# Hitting



## CLD6 (Sep 10, 2013)

We have recently adopted a little boy. He has lived with us for just over 3 month and is now 19 months old. We feel he is starting to attach to us, however we have some issues with him hitting me round the face. Sometimes it is in frustration if he wants me to put him down but sometime he comes over for a cuddle or climbs on my lap and hits me for no obvious reason. He never hits my husband. We are not sure how to stop this behaviour, we have tried calmly saying no hitting and moving him off of me, I have used a sterner tone but he has just laughed in my face and did it again. We are very aware that we don’t want to shame him or make him feel like we are rejecting him but we don’t know where to go from here. Can anyone offer any advice? Thank you x


----------



## GERTIE179 (Apr 20, 2005)

Hi,
I didn't want to read and run. Just wanted to say many of us have been there (I do remember these early days with a toddler who had lots of feelings and not enough vocabulary). Three months is still extremely early days & your bond is still growing.

This thread might be helpful for you for ideas. Most of ours we just rode out but I did feel a bit abused for a long time as his outbursts were directly at me most of the time.
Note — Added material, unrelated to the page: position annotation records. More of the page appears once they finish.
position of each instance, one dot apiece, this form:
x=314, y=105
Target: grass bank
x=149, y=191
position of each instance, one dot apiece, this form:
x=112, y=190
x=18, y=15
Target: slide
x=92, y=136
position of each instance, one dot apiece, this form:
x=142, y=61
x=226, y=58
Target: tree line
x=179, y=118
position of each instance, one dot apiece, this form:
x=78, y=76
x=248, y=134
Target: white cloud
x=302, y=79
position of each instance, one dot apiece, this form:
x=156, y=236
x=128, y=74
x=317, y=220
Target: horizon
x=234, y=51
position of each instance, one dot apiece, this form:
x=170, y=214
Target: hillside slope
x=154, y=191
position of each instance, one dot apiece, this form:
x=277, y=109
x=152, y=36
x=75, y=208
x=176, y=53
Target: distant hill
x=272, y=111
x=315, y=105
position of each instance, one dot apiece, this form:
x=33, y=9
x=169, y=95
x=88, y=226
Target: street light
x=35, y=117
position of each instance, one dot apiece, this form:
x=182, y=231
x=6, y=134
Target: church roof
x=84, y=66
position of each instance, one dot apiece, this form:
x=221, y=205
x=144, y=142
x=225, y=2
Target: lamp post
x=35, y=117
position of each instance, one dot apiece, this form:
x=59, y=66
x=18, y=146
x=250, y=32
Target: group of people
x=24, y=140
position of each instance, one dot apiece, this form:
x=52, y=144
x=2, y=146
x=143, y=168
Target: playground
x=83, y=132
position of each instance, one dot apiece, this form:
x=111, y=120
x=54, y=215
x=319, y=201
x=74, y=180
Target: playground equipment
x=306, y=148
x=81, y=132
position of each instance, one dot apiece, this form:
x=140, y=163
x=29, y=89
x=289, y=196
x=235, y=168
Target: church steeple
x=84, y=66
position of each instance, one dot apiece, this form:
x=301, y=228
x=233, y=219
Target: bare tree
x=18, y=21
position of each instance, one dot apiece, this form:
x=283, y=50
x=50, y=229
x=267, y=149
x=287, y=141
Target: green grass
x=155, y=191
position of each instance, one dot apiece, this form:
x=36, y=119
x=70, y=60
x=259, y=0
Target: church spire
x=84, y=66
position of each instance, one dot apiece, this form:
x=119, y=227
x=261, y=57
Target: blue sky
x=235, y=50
http://www.fertilityfriends.co.uk/forum/index.php?topic=359265.msg6574489;topicseen#msg6574489

Xx


----------



## CLD6 (Sep 10, 2013)

Thank you so much for your reply. I cannot access that link , do I need special permission? X


----------



## LunaWop (Jun 16, 2015)

Hi,

I hope you don't mind me replying. I don't have experience with adopted children, but my son is 21 months old and also had been going through a hitting phase. We have started (very short!) timouts in the "naughty corner" since in our case it was obvious that he could understand that he wasn't supposed to do it but still kept at it for defiance. It is a phase and it's getting better, though he still does it when he is overexcited. I think sometimes it's frustration and other times he only misjudged his strength (and was actually aiming for more gentle pats). Of course we limit timeouts to the corner, and only after telling him a couple of times...

Best of luck!


----------



## GERTIE179 (Apr 20, 2005)

Please don’t do time out with children who’ve had separation this is likely to increase their anxiety and in return behaviours are likely to increase or escalate.
X


----------



## Helend75 (Dec 9, 2012)

You’ve likely considered it already, but my lb came home at 21 months & after 4 months went through a horrible slapping phase, repeatedly, and directed to my face. It presented itself mainly when getting in & out of the car seat. Unfortunately I live in a village with no shops etc & after 4 months was starting to trial different playgroups so going out was completely unavoidable. I tried to reduce the Number of journeys rather than do something on s morning, come home have lunch then get in the car again in the afternoon. Although it seemed truly awful at the time the phase was pretty short lived in the grand scheme (a month maybe?). I tried to hold his hands whenever possible (often in a preemptive move!!) & when he did it placed him on the shoe step & stayed with him, often holding his hands until his hitting hands had gone away. He would laugh (which infuriated OH!) and would often just restart the hitting, but we were consistent in what we said to him.
Is there a trigger you can think of?
Rarely, the hitting hands still come out (& then it tends to be a single, angry flash of a hand that knows better!! & I’ll remind him that he can hit a cushion or bang his hands (like a drum) on the arm of the sofa but that we do not hit people as that can hurt.
We were still under ss when it was happening & my sw mentioned a book but felt he was a bit young for it (hands are not for hitting?)


----------



## Baking Queen (Jul 7, 2014)

My little girl is almost 17 months and she hits and bites me but nobody else. I’ve been saying ‘no’to her very firmly and removing her from my lap when she does it. I think it’s more likely to be a developmental stage.  
BQ. xx


----------



## CLD6 (Sep 10, 2013)

Thank you Helend75 for your advice. When he first came home he definitely preferred my husband to me and I was the brunt of head butts and hitting. The head butts stopped after the first few weeks but the hitting has continued. Sometimes there is a obvious trigger like the car seat or picking him up to cross the road but he wanted to walk etc but the difficult ones for me are when we are having fun playing or he is sitting on my lap and there is no obvious reason. I am really struggling with how to deal with it as I am very wary of damaging the bond we have started to build. At the moment I am just saying ‘no hitting’ and putting him down (but staying in the same room) I am always questioning things he does as to whether he is just being a toddler or whether certain behaviours are due to his circumstances. It makes you over think everything


----------



## -x-Lolly-x- (Feb 3, 2012)

As crazy as it sounds him directing this at you isn’t necessarily a bad thing, as he must perceive you as ‘safe’ enough to show his true feelings too. He has learnt you will not hurt him back and that he has a level of trust in you that he doesn’t for others, where he is containing. I think your approach is the right one, firm message given but staying close to him. Time in as opposed to time out is much more appropriate with our kids. I think often behaviours can be the same as their peer group, but the severity or the reasons behind them are very different for children with developmental trauma / attachment difficulties. You’re doing great xxx


----------